# acaidana FT



## duke7581 (Jan 17, 2008)

Any news yet i know i prob. spelled it wrong sorry.


----------



## Tom Watson (Nov 29, 2005)

I didn't see it but it was reported to be a triple with two retired, the middle bird indented, flyer go-bird. 60 back to the land blind in the morning. Don't know any numbers except that 55 is gone.


----------



## Jay Dufour (Jan 19, 2003)

Qual was double retired triple in the first and last series.Last series was scrapped on the last bird of the last dog running,again causing some rule controversy.Don't know the outcome yet.


----------



## budsdad (Jan 28, 2008)

I know Lee won the qual with Canaille and Jim Scarborough was second with Gus. Congratulations to both.


----------



## Jay Dufour (Jan 19, 2003)

Same here!!!!


----------



## rip (Sep 4, 2003)

what aboutother placesin qual


----------



## rip (Sep 4, 2003)

whojudged the qual?


----------



## duke7581 (Jan 17, 2008)

any open news


----------



## Franco (Jun 27, 2003)

Open will resume water blind in the morning. There were 27 dogs called to it and Am was still running the land blind when I left, not sure if they finished.


----------



## thethunderboot (Apr 21, 2005)

congrats Jim and Gus. Not surprised though...any dog with blind lake's in front of its name is tha bomb!


----------



## JKL (Oct 19, 2007)

Does anyone have callbacks to the open 4th series ?


----------



## rsfavor (Jul 9, 2007)

Partial Results on Am:

1. Steve Ritter/ Miah
2. Joe Broyles/ Quick
3. ???
4. Patrick Huckaby/ Brick


----------



## MKaty Gutermuth (Aug 17, 2004)

I know Ryan B won not sure with what dog sorry
Danny Farmer got second again not sure with what dog sorry
Mark Mosher got third with FC-AFC Bunny!!! YAHOO!
Sorry my info is kind of hit or miss...

Katie


----------



## MKaty Gutermuth (Aug 17, 2004)

rsfavor said:


> Partial Results on Am:
> 
> 1. Steve Ritter/ Miah
> 2. Joe Broyles/ Quick
> ...


Yahoo!!! Way to go Steve and Miah!! Thats great! Katie


----------



## Kris Hunt (Feb 25, 2005)

Rob Erhart dog 1st and 4th in the Derby.
don't know the 4th place dog but first was with a 14 month old owned by Bill and Sarita McKnight
MOONSTONES Yellow Dude Smith "EMMITT"

Kris


----------



## duke7581 (Jan 17, 2008)

Way to go Ryan won with Dude and got fourth with Brutus!!!!!!!!


----------



## JKL (Oct 19, 2007)

Any more Open news?


----------



## alpha male (Aug 25, 2006)

thanks katie, lots of real good dogs in trial. was conducted on grounds i primarily train on and had some advantage. in any case was thrilled at the win and haven't come off the high yet. steve.


----------



## Franco (Jun 27, 2003)

rsfavor said:


> Partial Results on Am:
> 
> 1. Steve Ritter/ Miah
> 2. Joe Broyles/ Quick
> ...


We down here are kind of use to Stephen and Miah winning All Age Stakes but, did y'all catch the really BIG news here? Pat's dog Brick is a chocolate! Now, that's NEWS! Way to go guys, Stephen, Joe and Pat!


----------



## Jim Scarborough (May 5, 2007)

rsfavor said:


> Partial Results on Am:
> 
> 1. Steve Ritter/ Miah
> 2. Joe Broyles/ Quick
> ...


Third place went to Wayne Stupka and Misty. Wayne also got a third in the Derby with his year-old pup, Wendy. My congratulations on both placements.

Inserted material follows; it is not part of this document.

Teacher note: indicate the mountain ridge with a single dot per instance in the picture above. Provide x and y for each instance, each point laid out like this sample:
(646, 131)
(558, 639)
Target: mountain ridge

As for the rest of the placements in the Am, I'm with Mr. Booty, "Way to go guys, Steven, Joe and Pat!"


----------



## Mark Rosenblum (Apr 19, 2008)

RFT entry has the full results. I tried to post the link below:


https://www.rftentry.com/pub/events/detail/ViewEventResults.cfm?eventID=125

Very nice trial. Nice grounds, excellent mechanics, good restaurants. 
PS. I put down the gumbo bowl and got ribs for the long drive home.


----------



## Franco (Jun 27, 2003)

Mark Rosenblum said:


> PS. I put down the gumbo bowl and got ribs for the long drive home.


Talk Danny into running Cajun Riviera in March and I'll take you to dine at Catahoula's in Grand Coteau. The restaurant is only 3 miles from that luxurious motel where you were lodging.


----------



## duke7581 (Jan 17, 2008)

Mark please talk danny into running,lol cause i will be at that one and can't wait to get a chance to see Norman run, hopin to make it to acadiana but they weren't sure soon enough for me to book plane tickets way in advance to get a deal and the weather was going to be iffy. Will be there in Mar.


----------